ネームレスの中に生まれる複数の違和感……いや、さらにもう一つ……。
(……それに、戦っている時もずっと引っ掛かっていたが、この謁見の間には強烈な気持ち悪さを感じる。ネクロはラエンのせいと言っていたが、奴から放たれるプレッシャーとは違う何かが……)
黒き竜は凝視していたラエンから目を離し、ゆっくりと謁見の間を見渡す。
(この部屋に何か秘密があるのか……?あいつを倒すヒントが……けど、別に特別な素材でできているようでもないし、戦いに作用するような道具もない……強いて言うなら、やたら窓が多くて、その配置がでたらめ…………ん!?)
ネームレスの頭の中で今までのラエンの行動が甦っていく!そして、その一つ一つに彼が無意識で感じていた違和感の正体が浮き彫りになり、点と点が線で繋がっていった!
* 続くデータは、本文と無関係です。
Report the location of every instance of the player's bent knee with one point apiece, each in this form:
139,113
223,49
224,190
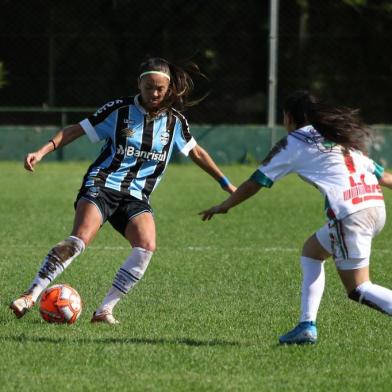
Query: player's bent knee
67,249
149,245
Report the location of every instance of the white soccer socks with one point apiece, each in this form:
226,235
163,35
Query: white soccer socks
313,283
57,260
126,278
374,296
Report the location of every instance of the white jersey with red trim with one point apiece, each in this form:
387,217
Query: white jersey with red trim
348,180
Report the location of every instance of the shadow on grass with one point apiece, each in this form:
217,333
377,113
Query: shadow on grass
160,341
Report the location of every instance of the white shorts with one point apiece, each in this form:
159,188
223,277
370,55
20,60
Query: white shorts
350,240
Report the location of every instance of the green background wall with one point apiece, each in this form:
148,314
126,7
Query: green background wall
226,143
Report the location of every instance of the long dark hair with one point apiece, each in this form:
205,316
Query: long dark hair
341,125
181,83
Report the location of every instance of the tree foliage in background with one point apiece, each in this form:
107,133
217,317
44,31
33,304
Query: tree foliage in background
82,53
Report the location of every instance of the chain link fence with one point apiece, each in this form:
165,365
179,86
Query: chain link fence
83,53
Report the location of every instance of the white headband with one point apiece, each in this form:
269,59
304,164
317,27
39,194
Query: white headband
154,72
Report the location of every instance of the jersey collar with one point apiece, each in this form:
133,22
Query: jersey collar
161,113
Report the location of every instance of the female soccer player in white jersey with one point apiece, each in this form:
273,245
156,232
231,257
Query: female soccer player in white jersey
140,133
326,146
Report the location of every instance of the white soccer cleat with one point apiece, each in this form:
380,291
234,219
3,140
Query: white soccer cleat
22,305
104,317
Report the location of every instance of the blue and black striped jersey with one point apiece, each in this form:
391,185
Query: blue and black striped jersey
137,149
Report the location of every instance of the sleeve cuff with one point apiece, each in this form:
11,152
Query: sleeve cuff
378,170
188,147
89,130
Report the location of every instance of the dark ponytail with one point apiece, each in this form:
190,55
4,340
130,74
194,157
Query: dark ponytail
340,125
181,83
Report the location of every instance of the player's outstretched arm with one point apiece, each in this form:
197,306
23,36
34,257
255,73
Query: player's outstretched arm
386,180
204,161
62,138
244,191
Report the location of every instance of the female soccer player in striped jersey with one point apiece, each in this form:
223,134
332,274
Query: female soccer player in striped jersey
326,146
140,135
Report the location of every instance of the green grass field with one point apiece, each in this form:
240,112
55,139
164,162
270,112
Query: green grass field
209,311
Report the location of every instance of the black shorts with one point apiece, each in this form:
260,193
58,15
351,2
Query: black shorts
115,207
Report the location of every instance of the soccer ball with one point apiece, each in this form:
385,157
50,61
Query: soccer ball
60,304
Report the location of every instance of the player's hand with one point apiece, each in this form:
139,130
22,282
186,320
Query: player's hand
31,160
208,214
230,188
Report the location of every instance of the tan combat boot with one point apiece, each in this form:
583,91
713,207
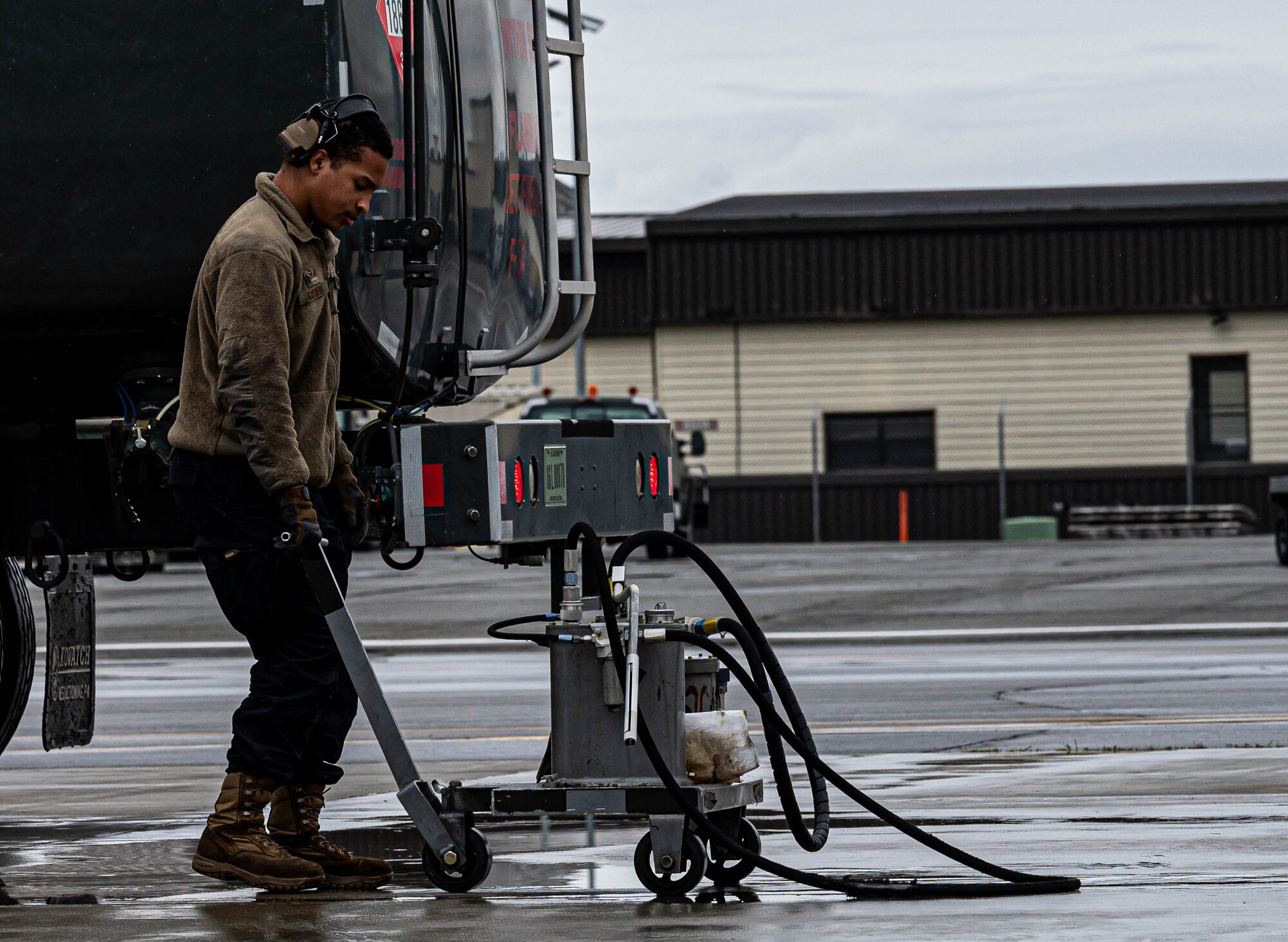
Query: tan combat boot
236,847
294,824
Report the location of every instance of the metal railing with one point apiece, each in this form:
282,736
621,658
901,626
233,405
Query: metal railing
533,350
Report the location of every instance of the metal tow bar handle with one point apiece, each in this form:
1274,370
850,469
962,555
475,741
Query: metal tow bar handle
417,797
632,692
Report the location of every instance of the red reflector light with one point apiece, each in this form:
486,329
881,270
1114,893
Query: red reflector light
432,484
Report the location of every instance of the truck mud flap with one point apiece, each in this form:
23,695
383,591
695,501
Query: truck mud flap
69,719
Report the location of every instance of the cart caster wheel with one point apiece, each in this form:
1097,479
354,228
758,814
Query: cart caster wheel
472,873
695,860
724,868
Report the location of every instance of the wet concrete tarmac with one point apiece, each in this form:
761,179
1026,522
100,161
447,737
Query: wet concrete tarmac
1169,845
985,743
791,587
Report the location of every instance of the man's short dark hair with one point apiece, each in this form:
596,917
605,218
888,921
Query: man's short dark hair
365,130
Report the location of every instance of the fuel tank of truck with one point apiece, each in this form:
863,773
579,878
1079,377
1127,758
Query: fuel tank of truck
132,130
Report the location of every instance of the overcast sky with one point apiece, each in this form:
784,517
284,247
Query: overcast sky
692,100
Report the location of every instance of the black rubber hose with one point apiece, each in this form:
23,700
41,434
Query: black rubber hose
1019,883
497,630
771,716
810,840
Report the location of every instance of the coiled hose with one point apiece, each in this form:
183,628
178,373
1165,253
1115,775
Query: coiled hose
1017,883
763,661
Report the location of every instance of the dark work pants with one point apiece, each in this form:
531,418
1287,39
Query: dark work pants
293,724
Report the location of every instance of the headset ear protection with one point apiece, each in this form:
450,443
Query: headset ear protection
319,125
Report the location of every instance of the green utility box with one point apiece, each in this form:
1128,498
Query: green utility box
1030,528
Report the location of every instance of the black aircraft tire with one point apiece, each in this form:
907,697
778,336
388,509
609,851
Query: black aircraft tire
17,648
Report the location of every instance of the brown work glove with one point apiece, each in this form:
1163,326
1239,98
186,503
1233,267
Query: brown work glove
299,522
352,504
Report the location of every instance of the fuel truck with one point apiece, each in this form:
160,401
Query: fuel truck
132,130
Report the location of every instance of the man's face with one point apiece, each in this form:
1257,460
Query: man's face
342,192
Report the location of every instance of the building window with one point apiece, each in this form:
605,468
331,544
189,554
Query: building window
1220,390
880,439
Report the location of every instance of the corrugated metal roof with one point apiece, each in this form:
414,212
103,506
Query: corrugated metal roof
614,225
971,205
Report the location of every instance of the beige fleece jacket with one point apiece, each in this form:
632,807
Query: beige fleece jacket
262,355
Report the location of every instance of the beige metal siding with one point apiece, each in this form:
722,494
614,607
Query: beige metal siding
1081,391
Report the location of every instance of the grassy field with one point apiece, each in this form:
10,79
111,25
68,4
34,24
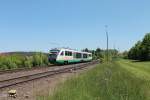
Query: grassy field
118,80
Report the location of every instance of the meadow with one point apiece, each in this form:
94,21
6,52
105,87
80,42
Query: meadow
116,80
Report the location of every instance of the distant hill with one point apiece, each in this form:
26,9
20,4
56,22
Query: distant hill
21,53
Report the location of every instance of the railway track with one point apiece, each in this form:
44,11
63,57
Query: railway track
26,78
22,69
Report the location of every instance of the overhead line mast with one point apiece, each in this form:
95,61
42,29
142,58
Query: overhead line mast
107,41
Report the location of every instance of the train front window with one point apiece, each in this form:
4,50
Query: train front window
62,53
54,53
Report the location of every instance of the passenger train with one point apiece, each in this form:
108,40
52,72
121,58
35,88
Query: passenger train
66,56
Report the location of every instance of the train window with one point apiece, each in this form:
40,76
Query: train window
62,53
90,55
68,53
78,55
84,55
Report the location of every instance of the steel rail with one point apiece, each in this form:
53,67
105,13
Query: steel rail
26,78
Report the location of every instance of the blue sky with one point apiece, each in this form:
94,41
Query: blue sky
38,25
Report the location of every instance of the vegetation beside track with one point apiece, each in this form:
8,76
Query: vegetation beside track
117,80
22,60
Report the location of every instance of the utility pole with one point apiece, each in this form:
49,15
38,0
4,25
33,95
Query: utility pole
107,41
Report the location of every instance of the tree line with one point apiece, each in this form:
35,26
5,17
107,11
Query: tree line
101,54
141,50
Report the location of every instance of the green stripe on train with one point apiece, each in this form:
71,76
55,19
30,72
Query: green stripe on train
72,61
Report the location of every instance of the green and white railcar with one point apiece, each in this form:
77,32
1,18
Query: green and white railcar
65,56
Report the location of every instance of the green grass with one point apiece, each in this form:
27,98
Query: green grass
117,80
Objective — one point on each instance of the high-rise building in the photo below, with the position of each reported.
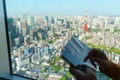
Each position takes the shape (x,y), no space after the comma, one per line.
(24,28)
(85,27)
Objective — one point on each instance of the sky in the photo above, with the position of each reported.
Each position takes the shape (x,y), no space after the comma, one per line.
(62,7)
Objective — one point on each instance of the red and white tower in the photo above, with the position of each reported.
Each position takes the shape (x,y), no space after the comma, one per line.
(85,27)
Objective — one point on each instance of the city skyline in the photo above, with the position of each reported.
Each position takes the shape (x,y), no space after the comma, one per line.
(62,7)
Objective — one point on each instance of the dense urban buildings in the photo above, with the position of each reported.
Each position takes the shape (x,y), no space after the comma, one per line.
(36,42)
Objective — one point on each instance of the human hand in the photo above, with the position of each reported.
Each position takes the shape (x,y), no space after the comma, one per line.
(105,66)
(89,74)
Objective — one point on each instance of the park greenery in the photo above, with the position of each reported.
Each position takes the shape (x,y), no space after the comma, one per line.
(103,47)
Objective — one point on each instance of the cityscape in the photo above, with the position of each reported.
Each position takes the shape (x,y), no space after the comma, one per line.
(36,42)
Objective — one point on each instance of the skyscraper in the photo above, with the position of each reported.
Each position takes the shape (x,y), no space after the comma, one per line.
(85,27)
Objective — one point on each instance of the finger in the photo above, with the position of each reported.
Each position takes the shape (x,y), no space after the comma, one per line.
(96,53)
(91,53)
(100,62)
(93,63)
(76,73)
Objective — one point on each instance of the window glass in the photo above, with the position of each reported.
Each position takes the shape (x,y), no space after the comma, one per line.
(39,29)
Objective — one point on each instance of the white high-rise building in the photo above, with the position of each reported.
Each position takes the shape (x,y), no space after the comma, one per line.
(117,21)
(19,27)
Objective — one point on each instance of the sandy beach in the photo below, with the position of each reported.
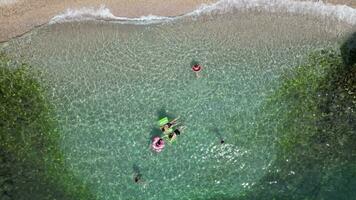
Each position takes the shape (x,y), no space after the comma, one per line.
(20,16)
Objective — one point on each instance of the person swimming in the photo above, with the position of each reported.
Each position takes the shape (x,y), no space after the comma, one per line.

「そういうことか……わかったぞ、皇帝陛下……あなたの秘密が……!!」
「ほれほれ!!」
ドシュウゥゥゥゥゥゥゥゥッ!
ババババババババババババッ!
「ぐあっ!?」
「がっ!?」
シュテンがラエン左手から放たれた皇帝の弾丸で吹き飛ばされ、ナナシガリュウが右手から撃ち出された槍の雨を避け切れず、床を転がる!
「そろそろ、終わらそうか……ナナシ・タイラン」
「くっ!?」
ラエンは左手を紅き竜に向けると、ナナシは慌てて立ち上がろうと……。
「そのまま伏せてろ!ナナシガリュウ!」
「ネームレス!?」
「なんじゃ急に……?」
「はあっ!」
突然の黒き竜の声にナナシもラエンも一瞬、動きを止める!その隙にネームレスガリュウはグローブで生成したエネルギーボムを投げる!……二人の頭上に。
ドゴオォォォォォォォォォン!
「くっ!?どこ投げてんだ、バカ!」
「お主ほどの男でもミスするのだな、ネームレスよ」
明らかな暴投……ナナシもラエンもそう思った。しかし……。
「狙い通りだ、バカ!月光螺旋撃!!!」
ギャリ!ギャリ!ギャリ!ギャリ!!!
「ガアッ!?」
漆黒のドリルと化したネームレスガリュウがナナシガリュウの横を通り抜け、ラエンに突っ込み、彼方へと弾き飛ばした!
「……ナナシ……大丈夫か……?」
「あぁ……さっきと逆だな、ネクロ……」
紅き竜の下に角も折れ、傷だらけの装甲を引きずりながらシュテンが合流する。そこに、さらにネームレスが……。
「よく頑張ってくれたな、二人とも」
「なんだその言い方……上司が部下を労うみたいに……」
「今は言い方なんてどうでもいいだろ、ナナシ。今、大切なのは……ネームレス」
「はい」
黒き竜は二人に向かって力強く頷いた。
自信に溢れたその姿にナナシとネクロも今までの苦労が報われたことを確信する。